Invoke in prompts with $gdelt-events-fetch.
Keep the skill atomic: only resolve/fetch on demand.
Use script parameters for fetch conditions (--mode range --start-datetime --end-datetime).
If you need polling, let OpenClaw agent orchestrate repeated invocations externally (scheduler/loop), not inside this skill.

OpenClaw Prompt Templates

Use these templates directly in OpenClaw and only replace bracketed placeholders.
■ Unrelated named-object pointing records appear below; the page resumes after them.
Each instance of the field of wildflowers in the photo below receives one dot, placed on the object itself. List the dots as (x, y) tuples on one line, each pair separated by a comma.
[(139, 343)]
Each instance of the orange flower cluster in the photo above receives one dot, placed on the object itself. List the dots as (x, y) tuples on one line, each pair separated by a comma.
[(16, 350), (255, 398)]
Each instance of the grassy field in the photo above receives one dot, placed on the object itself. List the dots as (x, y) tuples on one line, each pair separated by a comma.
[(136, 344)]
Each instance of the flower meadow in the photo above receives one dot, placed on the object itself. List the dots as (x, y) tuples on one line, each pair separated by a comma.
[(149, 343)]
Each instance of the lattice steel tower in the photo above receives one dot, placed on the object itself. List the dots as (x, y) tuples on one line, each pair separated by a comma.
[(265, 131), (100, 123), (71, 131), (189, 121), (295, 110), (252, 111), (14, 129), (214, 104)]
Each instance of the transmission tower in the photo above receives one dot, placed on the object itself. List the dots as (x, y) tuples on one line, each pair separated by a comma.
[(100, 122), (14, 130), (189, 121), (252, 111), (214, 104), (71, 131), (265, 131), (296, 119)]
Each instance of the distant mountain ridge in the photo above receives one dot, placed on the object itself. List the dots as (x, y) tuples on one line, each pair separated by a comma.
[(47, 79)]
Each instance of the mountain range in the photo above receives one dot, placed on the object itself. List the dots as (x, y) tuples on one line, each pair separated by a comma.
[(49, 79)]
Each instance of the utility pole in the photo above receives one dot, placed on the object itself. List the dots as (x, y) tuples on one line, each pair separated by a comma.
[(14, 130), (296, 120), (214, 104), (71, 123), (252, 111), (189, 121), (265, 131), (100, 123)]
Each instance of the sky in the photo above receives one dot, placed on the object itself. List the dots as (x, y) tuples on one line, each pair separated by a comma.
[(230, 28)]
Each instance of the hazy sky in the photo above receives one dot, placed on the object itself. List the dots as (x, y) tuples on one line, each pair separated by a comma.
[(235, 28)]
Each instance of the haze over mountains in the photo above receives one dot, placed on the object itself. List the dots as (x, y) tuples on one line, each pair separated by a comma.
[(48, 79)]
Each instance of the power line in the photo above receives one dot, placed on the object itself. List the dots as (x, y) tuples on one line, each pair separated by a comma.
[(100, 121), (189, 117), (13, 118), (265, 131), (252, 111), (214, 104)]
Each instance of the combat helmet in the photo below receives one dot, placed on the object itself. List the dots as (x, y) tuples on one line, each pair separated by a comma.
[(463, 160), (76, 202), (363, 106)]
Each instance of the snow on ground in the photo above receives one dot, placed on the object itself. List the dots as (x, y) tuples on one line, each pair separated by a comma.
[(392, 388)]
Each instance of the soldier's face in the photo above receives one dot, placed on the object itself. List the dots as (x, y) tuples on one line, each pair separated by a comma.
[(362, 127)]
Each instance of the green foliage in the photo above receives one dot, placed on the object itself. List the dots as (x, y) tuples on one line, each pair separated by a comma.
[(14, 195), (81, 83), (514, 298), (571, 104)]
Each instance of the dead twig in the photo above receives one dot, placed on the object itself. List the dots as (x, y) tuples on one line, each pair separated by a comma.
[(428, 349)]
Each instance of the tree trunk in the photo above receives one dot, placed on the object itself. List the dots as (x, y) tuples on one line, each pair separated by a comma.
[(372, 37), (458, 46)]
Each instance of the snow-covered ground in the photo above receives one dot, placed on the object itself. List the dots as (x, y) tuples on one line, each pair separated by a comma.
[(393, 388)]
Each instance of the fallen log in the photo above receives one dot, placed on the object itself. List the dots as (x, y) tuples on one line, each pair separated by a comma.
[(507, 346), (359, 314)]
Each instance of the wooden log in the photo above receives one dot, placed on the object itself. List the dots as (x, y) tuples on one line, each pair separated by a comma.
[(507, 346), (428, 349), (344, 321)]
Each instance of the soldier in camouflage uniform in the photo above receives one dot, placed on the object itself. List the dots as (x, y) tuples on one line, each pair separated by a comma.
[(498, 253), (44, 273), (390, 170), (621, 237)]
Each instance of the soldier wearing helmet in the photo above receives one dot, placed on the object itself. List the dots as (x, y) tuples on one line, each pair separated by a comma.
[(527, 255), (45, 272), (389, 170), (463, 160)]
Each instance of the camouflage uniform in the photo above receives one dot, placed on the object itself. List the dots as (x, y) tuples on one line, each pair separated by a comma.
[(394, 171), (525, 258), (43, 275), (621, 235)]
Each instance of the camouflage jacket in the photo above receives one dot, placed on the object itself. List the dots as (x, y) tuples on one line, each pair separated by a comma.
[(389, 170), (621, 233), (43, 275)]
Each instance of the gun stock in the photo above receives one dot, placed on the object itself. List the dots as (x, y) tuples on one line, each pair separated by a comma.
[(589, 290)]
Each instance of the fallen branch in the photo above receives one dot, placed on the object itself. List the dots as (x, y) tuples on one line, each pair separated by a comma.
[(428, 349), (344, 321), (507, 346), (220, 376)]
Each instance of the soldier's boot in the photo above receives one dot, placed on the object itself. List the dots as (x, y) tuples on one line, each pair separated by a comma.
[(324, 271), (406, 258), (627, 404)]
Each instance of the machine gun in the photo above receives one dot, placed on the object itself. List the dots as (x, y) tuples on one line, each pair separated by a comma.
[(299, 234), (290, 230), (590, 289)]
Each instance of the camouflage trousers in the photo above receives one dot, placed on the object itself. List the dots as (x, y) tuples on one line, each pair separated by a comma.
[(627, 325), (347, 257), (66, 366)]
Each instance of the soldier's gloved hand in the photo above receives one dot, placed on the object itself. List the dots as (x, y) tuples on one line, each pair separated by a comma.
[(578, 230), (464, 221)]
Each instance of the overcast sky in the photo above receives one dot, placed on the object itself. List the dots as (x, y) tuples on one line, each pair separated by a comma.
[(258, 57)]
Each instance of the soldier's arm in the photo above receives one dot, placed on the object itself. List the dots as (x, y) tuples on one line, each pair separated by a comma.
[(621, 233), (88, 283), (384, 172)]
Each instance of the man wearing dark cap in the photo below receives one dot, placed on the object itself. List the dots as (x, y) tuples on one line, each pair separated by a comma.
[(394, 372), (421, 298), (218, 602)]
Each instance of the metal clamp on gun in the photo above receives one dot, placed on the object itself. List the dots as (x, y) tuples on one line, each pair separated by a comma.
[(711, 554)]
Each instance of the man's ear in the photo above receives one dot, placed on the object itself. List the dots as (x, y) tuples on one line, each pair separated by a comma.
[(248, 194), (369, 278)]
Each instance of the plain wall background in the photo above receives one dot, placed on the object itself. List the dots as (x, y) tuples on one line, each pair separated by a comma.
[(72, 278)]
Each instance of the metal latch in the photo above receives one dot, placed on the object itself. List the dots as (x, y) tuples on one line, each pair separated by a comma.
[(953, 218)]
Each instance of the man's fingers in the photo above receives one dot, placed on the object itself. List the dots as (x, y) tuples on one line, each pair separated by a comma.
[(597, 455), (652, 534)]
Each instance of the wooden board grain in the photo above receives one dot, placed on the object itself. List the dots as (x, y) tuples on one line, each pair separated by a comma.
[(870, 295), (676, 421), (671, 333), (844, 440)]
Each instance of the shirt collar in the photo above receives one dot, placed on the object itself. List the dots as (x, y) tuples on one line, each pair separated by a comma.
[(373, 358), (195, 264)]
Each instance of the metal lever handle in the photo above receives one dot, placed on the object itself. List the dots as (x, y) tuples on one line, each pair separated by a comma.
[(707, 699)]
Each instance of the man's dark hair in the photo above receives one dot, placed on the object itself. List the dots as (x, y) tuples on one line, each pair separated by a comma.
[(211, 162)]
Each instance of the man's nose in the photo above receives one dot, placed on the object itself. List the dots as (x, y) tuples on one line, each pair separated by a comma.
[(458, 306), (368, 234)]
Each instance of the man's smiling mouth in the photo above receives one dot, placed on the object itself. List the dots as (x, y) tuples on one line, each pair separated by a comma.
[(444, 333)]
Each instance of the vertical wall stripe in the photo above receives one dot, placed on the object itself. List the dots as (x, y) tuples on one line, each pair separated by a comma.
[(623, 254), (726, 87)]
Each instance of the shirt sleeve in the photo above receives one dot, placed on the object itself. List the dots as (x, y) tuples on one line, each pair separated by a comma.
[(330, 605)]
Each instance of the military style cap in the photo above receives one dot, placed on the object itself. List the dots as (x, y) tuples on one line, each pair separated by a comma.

Recon (latest availability)

Use $gdelt-events-fetch.
Run:
python3 scripts/gdelt_events_fetch.py resolve-latest --pretty
Return only the JSON result.

Fetch (historical window, dry-run first)

Use $gdelt-events-fetch.
Run:
python3 scripts/gdelt_events_fetch.py fetch \
  --mode range \
  --start-datetime [YYYYMMDDHHMMSS] \
  --end-datetime [YYYYMMDDHHMMSS] \
  --max-files [N] \
  --dry-run \
  --pretty

Then run without --dry-run using:
  --output-dir [OUTPUT_DIR]
  --validate-structure
  --expected-columns 61
  --quarantine-dir [QUARANTINE_DIR]
Return only the JSON result.

Validate (download quality gate)

Use $gdelt-events-fetch.
Run:
python3 scripts/gdelt_events_fetch.py fetch \
  --mode latest \
  --max-files 1 \
  --output-dir [OUTPUT_DIR] \
  --validate-structure \
  --expected-columns 61 \
  --quarantine-dir [QUARANTINE_DIR] \
  --pretty
Check validation.issue_count, decode_error_count, column_mismatch_count.
Return JSON plus one-line pass/fail verdict.